Porchia alleges that the District Court erred by giving the jury Interrogatory No. 1 in lieu of various Arkansas Model Jury Instructions (AMIs). A district court has broad discretion in instructing a jury and will be overturned only if the instructions taken as a whole fail to fairly and adequately present the law. See Walton Gen. Contractors, Inc./Malco Steel, Inc. v. Chicago Forming, Inc., No. 96-1028, slip op. at 12-13 (8th Cir. Apr. 22, 1997). As part of the broad discretion afforded district courts in instructing juries, a court sitting in diversity does not have to give the precise instructions set out in a state’s approved instructions. See id.; Wright v.
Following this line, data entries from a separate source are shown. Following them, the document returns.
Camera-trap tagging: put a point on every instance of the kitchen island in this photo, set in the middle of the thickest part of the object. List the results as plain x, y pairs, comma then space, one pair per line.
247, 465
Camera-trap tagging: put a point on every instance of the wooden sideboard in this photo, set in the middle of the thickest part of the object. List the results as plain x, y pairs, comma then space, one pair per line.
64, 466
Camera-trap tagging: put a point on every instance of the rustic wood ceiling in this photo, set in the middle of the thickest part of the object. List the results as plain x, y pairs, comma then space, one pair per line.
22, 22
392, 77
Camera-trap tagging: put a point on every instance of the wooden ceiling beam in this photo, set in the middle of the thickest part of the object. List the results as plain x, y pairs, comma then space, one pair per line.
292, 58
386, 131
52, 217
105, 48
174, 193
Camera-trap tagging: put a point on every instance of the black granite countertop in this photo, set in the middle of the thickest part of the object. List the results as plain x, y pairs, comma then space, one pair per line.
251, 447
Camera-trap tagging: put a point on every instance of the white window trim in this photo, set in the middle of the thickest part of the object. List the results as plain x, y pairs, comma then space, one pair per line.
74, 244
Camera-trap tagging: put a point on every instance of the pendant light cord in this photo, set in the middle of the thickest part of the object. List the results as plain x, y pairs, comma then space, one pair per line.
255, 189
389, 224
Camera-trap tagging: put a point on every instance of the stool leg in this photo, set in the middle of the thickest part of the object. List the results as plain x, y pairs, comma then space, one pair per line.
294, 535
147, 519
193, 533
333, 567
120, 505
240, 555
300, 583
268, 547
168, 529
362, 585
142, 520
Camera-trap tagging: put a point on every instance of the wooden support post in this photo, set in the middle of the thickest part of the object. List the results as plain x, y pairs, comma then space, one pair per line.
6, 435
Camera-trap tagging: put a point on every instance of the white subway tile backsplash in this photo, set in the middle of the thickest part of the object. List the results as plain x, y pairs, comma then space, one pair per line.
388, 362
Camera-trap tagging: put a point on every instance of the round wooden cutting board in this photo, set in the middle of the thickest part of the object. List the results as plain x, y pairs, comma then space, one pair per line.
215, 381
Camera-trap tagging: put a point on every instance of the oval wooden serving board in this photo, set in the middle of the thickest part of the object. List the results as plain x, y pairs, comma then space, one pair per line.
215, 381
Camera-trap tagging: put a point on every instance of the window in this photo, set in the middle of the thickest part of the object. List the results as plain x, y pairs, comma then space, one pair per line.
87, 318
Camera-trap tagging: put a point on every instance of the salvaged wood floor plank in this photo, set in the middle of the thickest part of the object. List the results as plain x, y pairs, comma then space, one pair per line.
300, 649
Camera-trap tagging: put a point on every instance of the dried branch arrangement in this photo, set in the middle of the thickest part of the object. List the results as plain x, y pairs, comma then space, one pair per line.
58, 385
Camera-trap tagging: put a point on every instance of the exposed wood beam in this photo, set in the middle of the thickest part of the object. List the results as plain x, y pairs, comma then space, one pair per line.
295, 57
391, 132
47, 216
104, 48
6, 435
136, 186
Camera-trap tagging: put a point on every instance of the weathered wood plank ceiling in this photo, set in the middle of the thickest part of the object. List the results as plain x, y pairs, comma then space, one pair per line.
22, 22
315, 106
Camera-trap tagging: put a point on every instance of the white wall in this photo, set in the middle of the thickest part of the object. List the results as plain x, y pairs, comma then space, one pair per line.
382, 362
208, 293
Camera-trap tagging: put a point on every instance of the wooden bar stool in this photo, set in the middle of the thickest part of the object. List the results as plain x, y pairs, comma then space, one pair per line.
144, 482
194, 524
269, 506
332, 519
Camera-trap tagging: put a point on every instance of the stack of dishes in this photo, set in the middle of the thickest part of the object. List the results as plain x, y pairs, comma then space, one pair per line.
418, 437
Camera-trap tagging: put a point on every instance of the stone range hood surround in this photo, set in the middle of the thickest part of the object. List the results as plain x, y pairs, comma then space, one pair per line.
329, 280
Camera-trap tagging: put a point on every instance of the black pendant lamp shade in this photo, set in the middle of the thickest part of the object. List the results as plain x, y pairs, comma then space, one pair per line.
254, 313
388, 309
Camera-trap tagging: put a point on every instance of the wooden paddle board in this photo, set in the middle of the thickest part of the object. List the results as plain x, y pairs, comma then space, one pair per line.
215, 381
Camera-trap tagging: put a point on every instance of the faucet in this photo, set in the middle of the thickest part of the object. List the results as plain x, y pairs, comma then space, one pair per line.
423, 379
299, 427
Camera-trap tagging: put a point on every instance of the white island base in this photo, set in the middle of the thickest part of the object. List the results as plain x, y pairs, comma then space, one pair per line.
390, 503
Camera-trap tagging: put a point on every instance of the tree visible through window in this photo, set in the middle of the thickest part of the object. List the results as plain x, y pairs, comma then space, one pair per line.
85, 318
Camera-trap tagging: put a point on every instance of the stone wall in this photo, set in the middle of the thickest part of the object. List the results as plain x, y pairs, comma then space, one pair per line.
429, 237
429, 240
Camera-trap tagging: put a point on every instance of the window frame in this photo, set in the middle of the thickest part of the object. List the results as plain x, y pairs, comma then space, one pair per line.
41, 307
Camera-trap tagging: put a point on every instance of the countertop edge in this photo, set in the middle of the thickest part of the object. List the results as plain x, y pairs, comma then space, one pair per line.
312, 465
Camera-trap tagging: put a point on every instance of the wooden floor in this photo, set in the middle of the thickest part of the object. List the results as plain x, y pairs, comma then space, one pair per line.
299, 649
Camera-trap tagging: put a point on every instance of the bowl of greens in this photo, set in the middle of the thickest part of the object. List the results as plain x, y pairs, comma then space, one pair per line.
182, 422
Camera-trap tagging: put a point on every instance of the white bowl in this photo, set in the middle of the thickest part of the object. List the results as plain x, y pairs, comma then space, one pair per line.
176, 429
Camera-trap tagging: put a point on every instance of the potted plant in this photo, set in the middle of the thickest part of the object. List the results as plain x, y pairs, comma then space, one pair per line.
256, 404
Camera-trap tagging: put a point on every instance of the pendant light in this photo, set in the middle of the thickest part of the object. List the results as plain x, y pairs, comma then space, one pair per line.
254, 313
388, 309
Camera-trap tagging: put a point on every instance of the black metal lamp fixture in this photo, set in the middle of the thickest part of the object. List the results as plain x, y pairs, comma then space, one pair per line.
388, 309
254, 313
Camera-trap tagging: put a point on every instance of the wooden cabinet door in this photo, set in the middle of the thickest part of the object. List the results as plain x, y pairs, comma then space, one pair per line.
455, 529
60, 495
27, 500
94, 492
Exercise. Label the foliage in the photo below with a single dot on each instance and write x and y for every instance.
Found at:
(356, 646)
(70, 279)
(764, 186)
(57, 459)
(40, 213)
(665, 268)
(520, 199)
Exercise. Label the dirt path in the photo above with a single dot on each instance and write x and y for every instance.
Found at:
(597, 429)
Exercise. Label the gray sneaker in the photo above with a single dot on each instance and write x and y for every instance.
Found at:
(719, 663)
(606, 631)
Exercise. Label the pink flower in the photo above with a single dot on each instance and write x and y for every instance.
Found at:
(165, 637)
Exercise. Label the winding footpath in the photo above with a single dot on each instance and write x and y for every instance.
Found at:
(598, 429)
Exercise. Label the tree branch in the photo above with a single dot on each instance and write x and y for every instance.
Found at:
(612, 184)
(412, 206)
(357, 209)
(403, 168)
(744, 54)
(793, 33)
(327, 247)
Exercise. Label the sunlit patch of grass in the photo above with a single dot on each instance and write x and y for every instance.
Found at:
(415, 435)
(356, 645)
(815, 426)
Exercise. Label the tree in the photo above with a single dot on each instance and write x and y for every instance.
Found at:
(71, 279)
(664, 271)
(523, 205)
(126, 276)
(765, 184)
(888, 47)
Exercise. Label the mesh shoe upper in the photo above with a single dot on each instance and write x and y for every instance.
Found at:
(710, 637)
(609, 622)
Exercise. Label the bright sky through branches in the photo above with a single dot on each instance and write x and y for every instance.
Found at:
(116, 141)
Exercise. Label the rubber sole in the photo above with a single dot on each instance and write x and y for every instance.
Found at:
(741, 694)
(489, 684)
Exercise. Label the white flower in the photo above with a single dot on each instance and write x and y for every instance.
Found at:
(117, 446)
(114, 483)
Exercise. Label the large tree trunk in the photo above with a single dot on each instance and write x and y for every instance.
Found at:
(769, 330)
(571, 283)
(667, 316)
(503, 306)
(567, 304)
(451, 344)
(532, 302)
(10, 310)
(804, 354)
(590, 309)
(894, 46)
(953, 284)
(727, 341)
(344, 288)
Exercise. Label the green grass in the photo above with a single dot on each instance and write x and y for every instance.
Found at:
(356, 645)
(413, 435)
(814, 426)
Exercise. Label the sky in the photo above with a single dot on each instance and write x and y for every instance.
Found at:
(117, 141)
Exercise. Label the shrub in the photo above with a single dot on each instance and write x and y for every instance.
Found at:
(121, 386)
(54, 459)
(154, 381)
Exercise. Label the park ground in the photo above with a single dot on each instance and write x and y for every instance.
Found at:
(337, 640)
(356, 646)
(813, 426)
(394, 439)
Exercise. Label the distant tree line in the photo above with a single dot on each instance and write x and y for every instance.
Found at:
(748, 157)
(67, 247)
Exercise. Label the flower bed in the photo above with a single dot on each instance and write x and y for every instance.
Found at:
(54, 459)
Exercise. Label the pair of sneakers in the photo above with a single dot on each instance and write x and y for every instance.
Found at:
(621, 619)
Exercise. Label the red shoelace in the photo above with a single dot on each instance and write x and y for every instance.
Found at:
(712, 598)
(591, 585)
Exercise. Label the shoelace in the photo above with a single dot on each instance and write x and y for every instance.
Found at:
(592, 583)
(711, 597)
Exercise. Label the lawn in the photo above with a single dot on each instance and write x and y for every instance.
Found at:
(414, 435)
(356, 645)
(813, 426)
Farmers’ Co-Op, 620 F.2d 694, 698 (8th Cir. 1980) (noting that “unlike Arkansas trial courts, the district court was not required to follow exactly the applicable AMI”).

Interrogatory No. 1 provides: Do you find from a preponderance of the evidence that there was fault on the part of Plaintiff’s employer, Smokey [sic] Hollow Foods, Inc., completely independent of the conduct of Stork Protecon, B.V. and Design Equipment Company, a division of Griffith Laboratories, which itself was the sole proximate cause of Plaintiff’s injury?
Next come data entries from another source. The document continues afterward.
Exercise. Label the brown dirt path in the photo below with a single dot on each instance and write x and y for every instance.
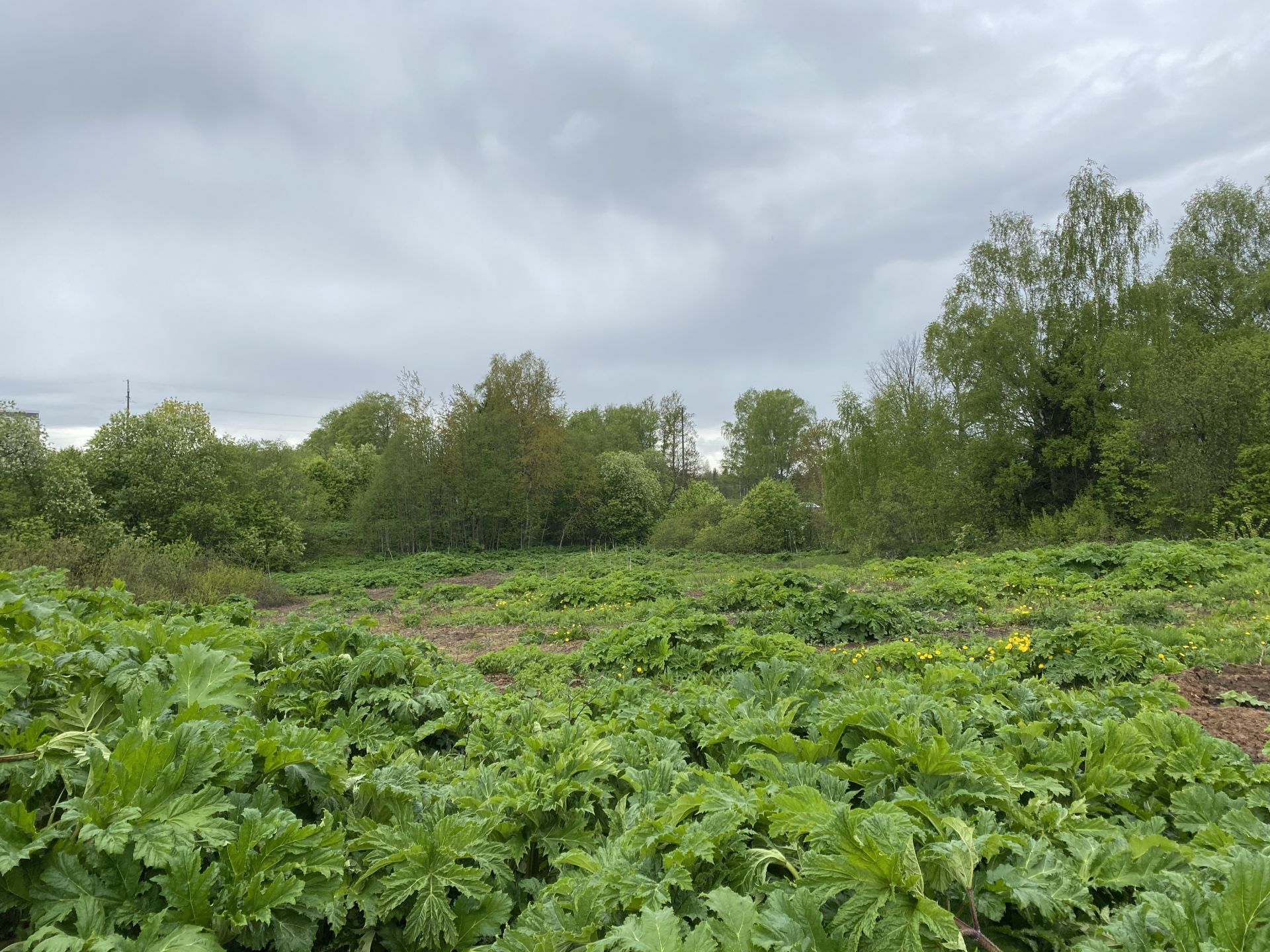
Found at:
(1246, 727)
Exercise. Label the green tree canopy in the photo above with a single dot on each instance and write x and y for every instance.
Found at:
(163, 471)
(777, 513)
(371, 419)
(630, 498)
(765, 436)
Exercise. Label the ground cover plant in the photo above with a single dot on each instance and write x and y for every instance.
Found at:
(648, 750)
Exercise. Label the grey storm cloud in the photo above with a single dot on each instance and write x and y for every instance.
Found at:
(273, 207)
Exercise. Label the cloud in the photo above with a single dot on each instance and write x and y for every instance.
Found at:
(272, 210)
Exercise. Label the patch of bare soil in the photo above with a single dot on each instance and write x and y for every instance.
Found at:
(462, 643)
(1245, 727)
(278, 614)
(487, 579)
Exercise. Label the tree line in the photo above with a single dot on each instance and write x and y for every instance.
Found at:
(1080, 382)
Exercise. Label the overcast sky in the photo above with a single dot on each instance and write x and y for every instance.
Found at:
(273, 207)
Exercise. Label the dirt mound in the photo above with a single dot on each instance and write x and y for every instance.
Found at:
(278, 614)
(1245, 727)
(462, 643)
(487, 579)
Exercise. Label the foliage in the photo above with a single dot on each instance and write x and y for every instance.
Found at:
(777, 513)
(630, 498)
(615, 587)
(192, 778)
(836, 614)
(763, 440)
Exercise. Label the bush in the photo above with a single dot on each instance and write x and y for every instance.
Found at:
(778, 516)
(1083, 521)
(835, 614)
(759, 590)
(179, 571)
(733, 534)
(675, 531)
(630, 498)
(1147, 607)
(578, 590)
(657, 645)
(698, 506)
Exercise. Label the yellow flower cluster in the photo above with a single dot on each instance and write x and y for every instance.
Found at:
(1019, 643)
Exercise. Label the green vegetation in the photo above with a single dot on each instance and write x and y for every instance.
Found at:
(493, 717)
(677, 752)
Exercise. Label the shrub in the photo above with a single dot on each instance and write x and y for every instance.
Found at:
(578, 590)
(698, 506)
(733, 534)
(656, 645)
(178, 571)
(835, 614)
(759, 590)
(777, 513)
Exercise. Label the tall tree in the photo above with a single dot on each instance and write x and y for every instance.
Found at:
(677, 440)
(371, 419)
(163, 471)
(763, 438)
(1220, 258)
(507, 452)
(894, 475)
(23, 454)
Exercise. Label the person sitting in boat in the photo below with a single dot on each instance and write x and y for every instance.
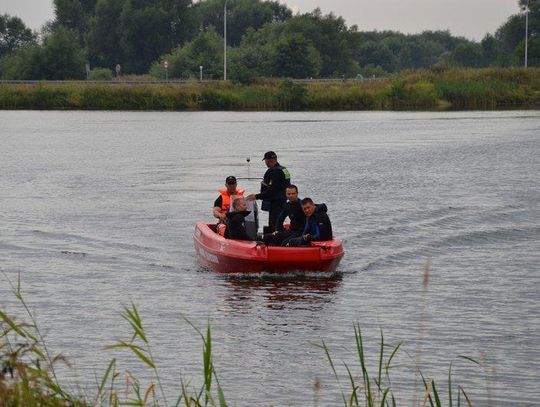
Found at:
(317, 226)
(293, 211)
(222, 205)
(236, 226)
This interrogatory fairly and adequately presents Arkansas law concerning intervening cause. See Hill Constr. Co. v. Bragg, 725 S.W.2d 538, 540 (Ark. 1987) (explaining that a “jury may be instructed on intervening cause where a third party, who is not a party to the action, may have been negligent, just so the instruction makes it clear that the third party’s negligence must be the sole proximate cause before a verdict for the defendant is required”); see also Chaney v. Falling Creek Metal Prods., Inc., 906 F.2d 1304, 1308 & n.7 (8th Cir. 1990) (stating above rule in products liability action applying Arkansas law and further noting that inclusion of employer as a phantom party in interrogatory apportioning fault would have helped to clarify legal effect of employer’s conduct). Accordingly, Interrogatory No. 1, especially when viewed, as it must be, in conjunction with the other interrogatories and instructions, did not represent an abuse of the District Court’s broad discretion.

IV.

Finally, Porchia claims that the District Court erred in handling his allegations of juror misconduct and in denying his motion for a new trial based on this alleged misconduct. We review both of these claims for abuse of discretion. See Porous Media Corp. v. Pall Corp., No. 96-1552, slip op. at 22 (8th Cir. Apr. 8, 1997); United States v. Caldwell, 83 F.3d 954, 955 (8th Cir. 1996).
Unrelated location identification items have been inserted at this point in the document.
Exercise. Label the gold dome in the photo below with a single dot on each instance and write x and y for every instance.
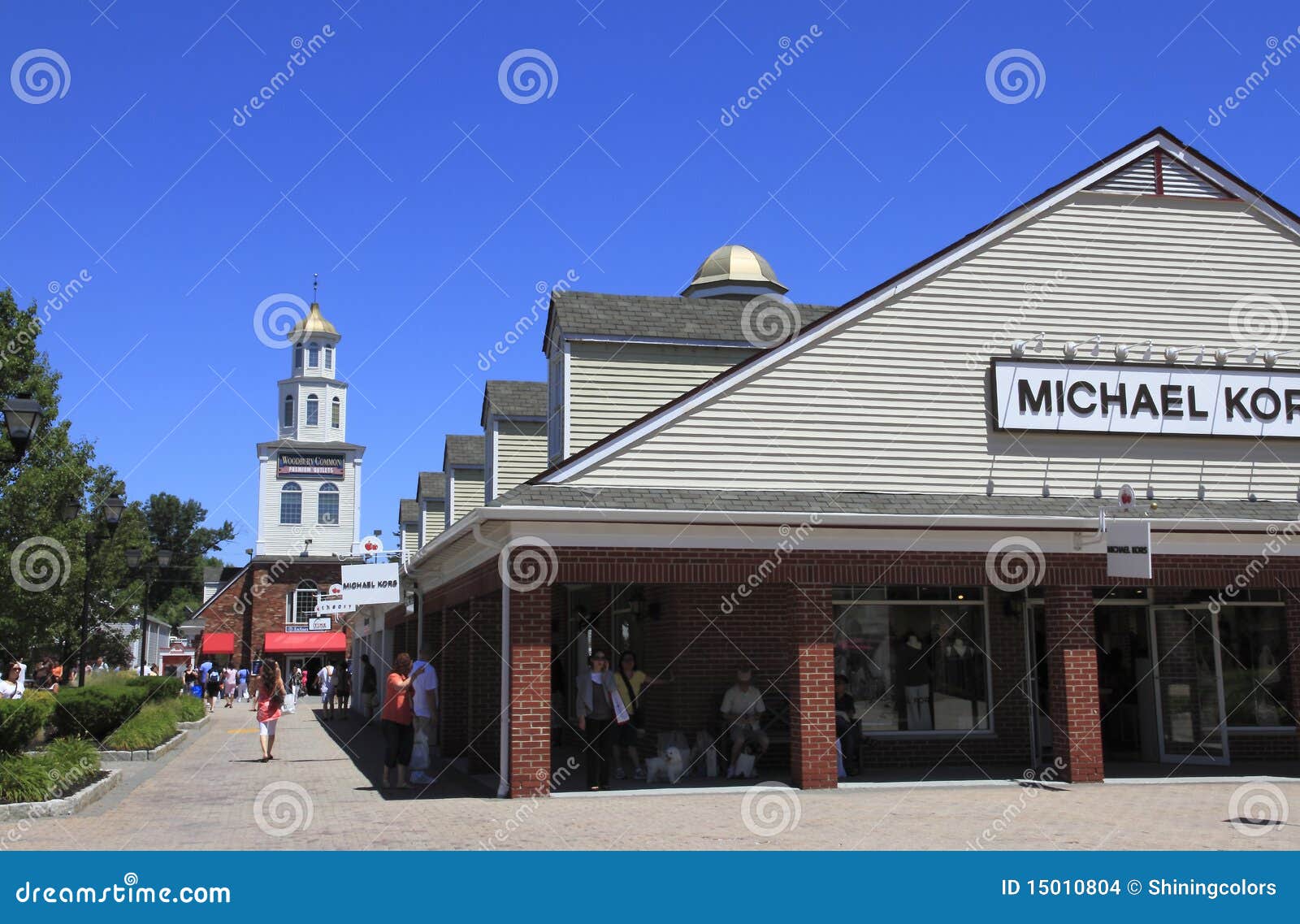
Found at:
(315, 323)
(734, 268)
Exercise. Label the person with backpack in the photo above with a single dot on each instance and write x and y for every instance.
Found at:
(214, 688)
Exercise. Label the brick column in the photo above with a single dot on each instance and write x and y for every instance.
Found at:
(1072, 670)
(812, 765)
(530, 693)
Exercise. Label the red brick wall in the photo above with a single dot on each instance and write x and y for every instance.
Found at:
(530, 692)
(1072, 670)
(254, 603)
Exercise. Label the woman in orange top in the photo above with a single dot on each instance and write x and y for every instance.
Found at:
(271, 696)
(396, 719)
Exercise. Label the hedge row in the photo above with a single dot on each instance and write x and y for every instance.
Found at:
(98, 711)
(58, 771)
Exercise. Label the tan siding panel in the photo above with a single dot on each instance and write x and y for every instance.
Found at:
(897, 401)
(613, 385)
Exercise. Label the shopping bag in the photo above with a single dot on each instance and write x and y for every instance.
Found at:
(420, 752)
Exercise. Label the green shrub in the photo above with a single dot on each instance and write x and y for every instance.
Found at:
(145, 731)
(97, 711)
(58, 771)
(156, 687)
(188, 709)
(23, 719)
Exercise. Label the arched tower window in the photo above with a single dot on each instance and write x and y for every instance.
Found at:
(327, 505)
(292, 505)
(306, 596)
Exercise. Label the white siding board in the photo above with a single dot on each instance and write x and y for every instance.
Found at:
(897, 401)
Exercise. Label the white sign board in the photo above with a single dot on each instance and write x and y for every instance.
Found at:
(1129, 548)
(1146, 399)
(370, 583)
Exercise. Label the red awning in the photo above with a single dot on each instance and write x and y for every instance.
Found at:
(305, 642)
(219, 644)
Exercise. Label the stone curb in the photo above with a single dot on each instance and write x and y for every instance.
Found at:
(19, 811)
(119, 757)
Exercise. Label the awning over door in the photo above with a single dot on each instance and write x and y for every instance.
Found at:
(219, 644)
(305, 642)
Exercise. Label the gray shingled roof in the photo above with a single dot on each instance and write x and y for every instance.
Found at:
(431, 485)
(514, 399)
(656, 316)
(465, 451)
(864, 502)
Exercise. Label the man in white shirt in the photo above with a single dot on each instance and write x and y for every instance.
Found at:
(426, 703)
(743, 707)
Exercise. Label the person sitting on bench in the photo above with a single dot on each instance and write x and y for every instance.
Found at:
(743, 707)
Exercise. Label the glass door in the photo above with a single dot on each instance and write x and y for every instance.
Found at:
(1190, 685)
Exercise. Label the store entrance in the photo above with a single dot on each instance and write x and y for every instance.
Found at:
(1126, 683)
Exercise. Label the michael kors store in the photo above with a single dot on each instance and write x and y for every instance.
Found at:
(1030, 503)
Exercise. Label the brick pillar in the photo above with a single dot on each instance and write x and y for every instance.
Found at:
(812, 765)
(1072, 670)
(530, 692)
(1294, 662)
To support his allegation of juror misconduct, Porchia points only to an affidavit filed by his brother alleging that on the third day of the trial, Porchia’s brother was approached by the husband of one of the jurors. The juror’s husband allegedly inquired as to why Smoky Hollow Foods had not been sued and indicated that his wife, as well as other jurors, had sought an answer to that question. Because Porchia’s allegations did not assert that any extraneous information actually reached a jury member and because he offered nothing to suggest that he was prejudiced by the jury’s exposure to any extraneous information, the District Court acted well within its discretion in determining that these speculative allegations did not merit further investigation and in denying Porchia’s motion for a new trial based on this alleged juror misconduct. See Porous Media, slip op. at 22-23 (“In a civil case, the exposure of extraneous evidence to the jury ‘mandates a new trial only upon a showing that the materials are prejudicial to the unsuccessful party.’”) (quoting Banghart v. Origoverken, A.B., 49 F.3d 1302, 1306 (8th Cir. 1995)); Caldwell, 83 F.3d at 956-57 (concluding that district court was correct in determining that speculative allegations of improper communications between jury and a juror’s spouse did not warrant further investigation).

V.

The judgment of the District Court is affirmed. A true copy.

Attest:

CLERK, U. S. COURT OF APPEALS, EIGHTH CIRCUIT.